Ruffin revealed what she planned to say to conclude her remarks after some egging on from Colbert’s audience, but opted to skip perform any of her roast jokes. She told Stephen Colbert, who roasted George W. Bush to his face at the dinner in 2006, she would “absolutely not” be sharing those.
“I was going to end it with like, ‘This administration is trying to get you to hate other people. That is not your natural state. Human beings are made to love one another,’” she said. Ruffin also planned to say that the Trump administration “got you by convincing you that you’re filled with hate, and you absolutely aren’t. It’s the opposite of what you’re made for.’”
She added, “And saying that out loud now makes me glad that I got canceled.”
Ruffin was tapped to host the traditional dinner right up until she appeared on The Daily Beast Podcast, where she told hosts comedian Samantha Bee and Beast Chief Content Officer Joanna Coles that the Trump administration are “kind of a bunch of murderers,” and that playing to both sides during her remarks at the annual dinner would’ve made them “feel like human beings, but they shouldn’t get to feel that way, ‘cause they’re not.”

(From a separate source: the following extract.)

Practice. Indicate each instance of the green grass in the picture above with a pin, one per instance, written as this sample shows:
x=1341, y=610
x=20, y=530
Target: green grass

Days later, the White House Correspondents Association announced that it was nixing Ruffin as part of the festivities on account of her “divisiveness.” Ruffin stood by her comments.
Ultimately though, Ruffin admitted, “My big mouth got me in trouble,” telling Colbert she thought her Tuesday appearance on his show would have been for “talking about some, ‘Oh, yeah, I did such a good job’ or ‘Well, it’s a tough house.’”
But she also seemed to have no regrets, reiterating her earlier comments that it would be “impossible to make jokes about both sides.”
“One side is snatching people up off the street and putting them on a plane, and the other is, you know, not doing that,” she concluded.